2025 EDITION OF THE INDO-PACIFIC REGIONAL DIALOGUE (IPRD-2025)

 INDO-PACIFIC REGIONAL DIALOGUE 2025: PROMOTING HOLISTIC MARITIME SECURITY AND GROWTH: REGIONAL CAPACITY-BUILDING AND CAPABILITY-ENHANCEMENT

CONCEPT NOTE

The Indo-Pacific Regional Dialogue (IPRD) is the Indian Navy’s annual, international, apex-level conference, and is the principal manifestation of the Navy’s outreach at the strategic level.  Each successive edition of the IPRD seeks to sequentially focus upon the pillars of the “Indo-Pacific Oceans Initiative” (IPOI), which had been launched by India’s Prime Minister, Shri Narendra Modi, on 04 November 2019 at the 14th East Asia Summit in Bangkok.

The seven pillars of the IPOI serve to identify specific maritime lines-of-thrust and all seven are intricately and inextricably connected to one another.  As such, the IPOI is best thought of as a complex, deeply interconnected ‘web’, with each of its seven ‘spokes’ representing a specific maritime ‘line-of-thrust’.  Over the six years that have elapsed since its initial enunciation, the IPOI has gained considerable international traction, with several countries volunteering to take the lead along one or more of these maritime ‘lines-of-thrust’, as is depicted in the following conceptual-schematic:

As such, the IPOI provides first-order-specificity to India’s maritime policy, which is encapsulated in the acronym MAHASAGAR (standing for Mutual And Holistic Advancement for Security and Growth Across Regions”).  Appropriately, “Mahasagar” (महासागर) is also the Hindi word for the ocean.  Each successive edition of the IPRD seeks to provide second- and third-order-specificity to the IPOI.

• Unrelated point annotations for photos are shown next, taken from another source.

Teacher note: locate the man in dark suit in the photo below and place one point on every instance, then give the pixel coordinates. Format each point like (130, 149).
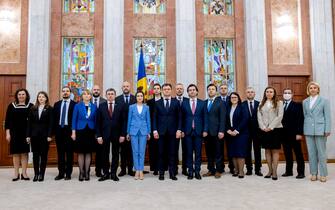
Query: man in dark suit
(110, 127)
(293, 121)
(167, 130)
(214, 143)
(153, 145)
(179, 96)
(254, 138)
(97, 100)
(225, 99)
(125, 100)
(194, 125)
(62, 115)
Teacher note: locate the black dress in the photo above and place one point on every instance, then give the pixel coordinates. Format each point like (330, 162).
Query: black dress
(16, 122)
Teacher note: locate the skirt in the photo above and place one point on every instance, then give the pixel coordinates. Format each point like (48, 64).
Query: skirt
(271, 139)
(85, 140)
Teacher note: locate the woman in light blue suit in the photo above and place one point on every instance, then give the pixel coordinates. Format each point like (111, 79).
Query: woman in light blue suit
(138, 130)
(83, 133)
(317, 127)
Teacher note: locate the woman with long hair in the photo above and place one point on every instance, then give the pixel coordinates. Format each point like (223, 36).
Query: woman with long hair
(16, 127)
(270, 114)
(39, 133)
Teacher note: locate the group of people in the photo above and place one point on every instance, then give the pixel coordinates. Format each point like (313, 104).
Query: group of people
(125, 124)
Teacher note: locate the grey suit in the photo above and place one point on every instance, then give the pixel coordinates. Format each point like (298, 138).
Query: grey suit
(317, 123)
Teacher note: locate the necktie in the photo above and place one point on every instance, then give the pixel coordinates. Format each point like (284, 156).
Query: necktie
(210, 104)
(62, 121)
(193, 111)
(127, 100)
(110, 109)
(167, 105)
(251, 108)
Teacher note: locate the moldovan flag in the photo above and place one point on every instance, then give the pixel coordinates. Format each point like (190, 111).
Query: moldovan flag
(141, 76)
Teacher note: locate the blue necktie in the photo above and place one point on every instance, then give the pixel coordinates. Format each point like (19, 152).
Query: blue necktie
(62, 121)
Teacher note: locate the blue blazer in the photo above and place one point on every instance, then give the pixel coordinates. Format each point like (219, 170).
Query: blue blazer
(79, 119)
(200, 117)
(317, 120)
(138, 122)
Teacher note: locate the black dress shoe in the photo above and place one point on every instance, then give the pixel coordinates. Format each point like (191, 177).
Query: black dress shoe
(59, 177)
(287, 174)
(103, 178)
(122, 173)
(17, 178)
(35, 178)
(24, 178)
(197, 176)
(258, 173)
(300, 176)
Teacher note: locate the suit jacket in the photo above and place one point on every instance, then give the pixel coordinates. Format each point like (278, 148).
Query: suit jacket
(216, 117)
(57, 114)
(253, 121)
(110, 127)
(138, 122)
(40, 126)
(167, 121)
(270, 117)
(240, 119)
(199, 117)
(79, 119)
(318, 119)
(293, 119)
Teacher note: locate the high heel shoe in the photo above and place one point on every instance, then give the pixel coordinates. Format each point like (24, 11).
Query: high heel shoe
(16, 179)
(25, 178)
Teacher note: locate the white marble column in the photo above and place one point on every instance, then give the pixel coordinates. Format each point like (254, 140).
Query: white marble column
(186, 41)
(38, 46)
(113, 44)
(255, 36)
(322, 44)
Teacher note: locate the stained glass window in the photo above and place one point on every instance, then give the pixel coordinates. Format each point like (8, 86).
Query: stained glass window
(219, 63)
(78, 64)
(78, 6)
(154, 60)
(218, 7)
(150, 6)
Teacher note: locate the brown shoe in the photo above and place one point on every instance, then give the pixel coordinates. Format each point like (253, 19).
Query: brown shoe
(208, 174)
(217, 175)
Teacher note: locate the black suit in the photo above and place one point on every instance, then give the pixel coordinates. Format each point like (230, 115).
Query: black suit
(64, 142)
(254, 138)
(225, 101)
(293, 121)
(110, 128)
(39, 129)
(166, 121)
(126, 151)
(99, 148)
(214, 146)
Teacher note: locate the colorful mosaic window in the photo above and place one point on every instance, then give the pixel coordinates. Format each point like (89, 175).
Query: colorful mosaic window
(218, 7)
(78, 64)
(79, 6)
(219, 63)
(154, 58)
(150, 6)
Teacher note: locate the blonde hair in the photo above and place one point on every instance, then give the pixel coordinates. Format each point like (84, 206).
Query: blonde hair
(310, 84)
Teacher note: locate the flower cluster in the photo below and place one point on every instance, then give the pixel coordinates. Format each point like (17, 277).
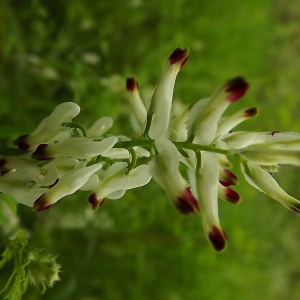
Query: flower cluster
(61, 156)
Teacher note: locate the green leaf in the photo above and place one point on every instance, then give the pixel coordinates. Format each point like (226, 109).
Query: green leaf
(9, 201)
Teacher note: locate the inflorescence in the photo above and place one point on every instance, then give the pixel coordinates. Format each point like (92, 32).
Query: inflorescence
(61, 156)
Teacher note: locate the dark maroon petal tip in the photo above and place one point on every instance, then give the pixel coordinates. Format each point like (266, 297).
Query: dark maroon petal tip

The expression “across regions” to which the Indian maritime policy of MAHASAGAR refers is, for the present, the Indo-Pacific.  India’s spatial conceptualisation of the Indo-Pacific stretches from the eastern coastline of Africa to the western shores of the Americas and from the southern coastline of Asia to that of Antarctica.  While the Indo-Pacific is a predominantly maritime space, it does, of course, incorporate an important continental dimension as well.  Importantly, for India, the Indo-Pacific is not, in and of itself, a “strategy”.  It is, instead, a “strategic geography” within which New Delhi formulates and executes a number of diverse strategies, all designed to promote regional economic and societal security and growth, thereby meaningfully contributing to peace, prosperity, and stability.  Indeed, holistic maritime security and mutually reinforcing economic and societal growth throughout the Indo-Pacific is India’s desired end-state for the region. 

Any architecture for holistic-security within the Indo-Pacific — indeed, as in every other regional space in the world — must necessarily have at least three layers: a conceptual layer (this, in the case of the Indo-Pacific could be the expansion of the acronym MAHASAGAR), a political layer (this could well be an amalgam of IORA and the East Asia Summit [EAS]), and, finally, and most importantly, an executive layer that will actually “do the doing” and comprise seagoing maritime agencies — mostly but not solely embodied by navies and coast guards.  This would almost certainly have to be an amalgam of the Indian Ocean Naval Symposium [IONS] and the Western Pacific Naval Symposium [WPNS]).  With the Indian Navy resuming the chair of IONS for the second time since the launch of this structure in the year 2008, there is considerable hope that the impetus that has been provided by the previous illustrious chairs would be accelerated even further.

Building upon the success garnered through the previous three editions of the IPRD in fleshing out specific maritime lines-of-thrust of the IPOI, this year’s edition —  IPRD-2025 — will focus upon the manner in which regional growth, maritime stability, and holistic maritime security could best be promoted through specific regional measures for capacity-building (connoting ‘material wherewithal’) and capability-enhancement (denoting human organisational and functional skills).

As has been the case in earlier editions, IPRD-2025 will encompass wide-ranging and multifaceted discussions by a galaxy of globally renowned experts in multiple facets of the Indo-Pacific maritime domain.  The presentations and deliberations of this mega international conference will go well beyond a mere regurgitation of regional maritime problem-sets.  They will concentrate, instead, upon the identification of specific solutions that could guide maritime policy formulation and execution at national, sub-regional, and pan-regional levels, so as to address prevalent and foreseeable challenges and aspirations within the Indo-Pacific.